I respectfully dissent. I do not view Hiscott v. General Electric Co., 521 F.2d 632 (6th Cir. 1975) as holding the requirements of § 626(d) to be jurisdictional in the .i sense that noncompliance with them would deprive a court of its power to entertain a suit. Although compliance with these notice requirements is a statutory prerequisite to bringing suit, an exceptional case meriting equitable relief is presented where a claimant can show that his state had a statute that prohibits employment discrimination based upon age, but a person of ordinary intelligence with the exercise of reasonable diligence could not determine within a 180 day period whether the state also had an agency established or authorized to grant or seek relief. I would hold that in such a case the remedial purpose of the Act is served by affording the claimant the benefit of the *251300 day period in which to give the notice “required by § 626(d).

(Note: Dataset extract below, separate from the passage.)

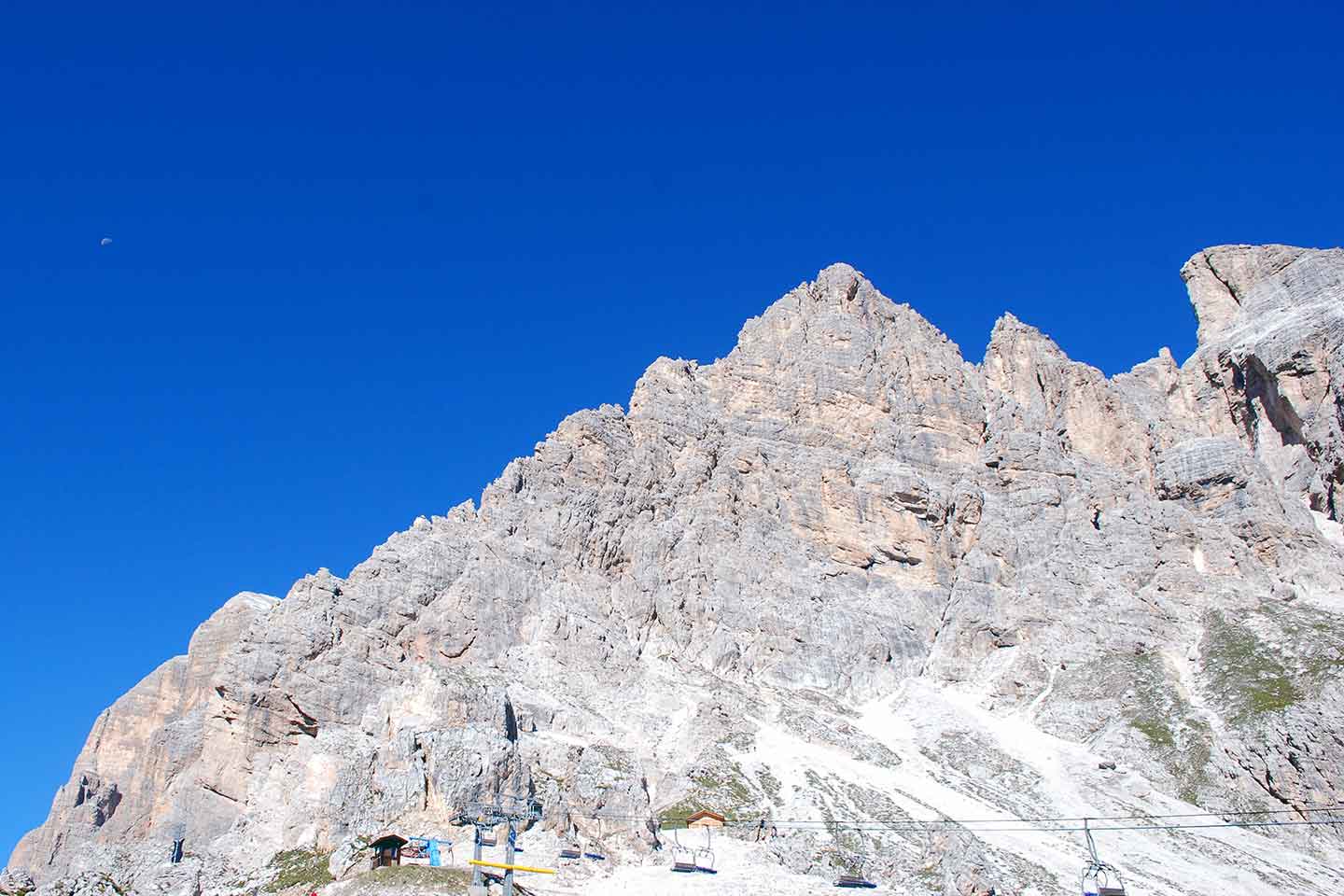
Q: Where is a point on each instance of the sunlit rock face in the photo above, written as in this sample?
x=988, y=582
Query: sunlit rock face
x=842, y=575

To hold claimants who were misled by such circumstances to the 180 day requirement would frustrate congressional intent by penalizing intended beneficiaries of the Act who have substantially complied with the statutory preconditions to suit. The Act should not be construed to make it a trap for the unwary, nor should it require every claimant to retain counsel experienced in the technicalities of age discrimination litigation. Frequently the monetary amount in controversy is so small that such a wooden approach would, as a practical matter, prevent recovery by many members of the class that the Act was adopted to protect. Goger v. H. K. Porter Co., Inc., 492 F.2d 13 (3rd Cir. 1974) provides precedent for flexibility in the interpretation of the Act.

Since it is undisputed that Ohio has a statute that prohibits age discrimination in employment, the inquiry should be whether a person of ordinary intelligence, exercising reasonable diligence, would have been able to discover within the 180 day period whether Ohio had an agency established or authorized to grant or seek relief. Appellant communicated with both the Ohio Civil Rights Commission and the Ohio Attorney General in an attempt to obtain enforcement of the statute. Before the district court, appellant suggested that the Ohio Industrial Commission had authority to enforce the statute. Nevertheless, a. majority of this court holds, as did the district court, that Ohio does not have a state agency established or authorized to grant or seek relief in age discrimination cases. In this situation appellant should be held to have substantially complied with the notice requirement of section 626(d) by filing within 300 days. It was entirely reasonable for Eklund to assume after Ohio adopted a specific prohibition against age discrimination in employment, that one of the agencies with assigned authority over the enforcement of labor practices, or civil rights, or at least the chief state law enforcement officer, would attempt to enforce the statute.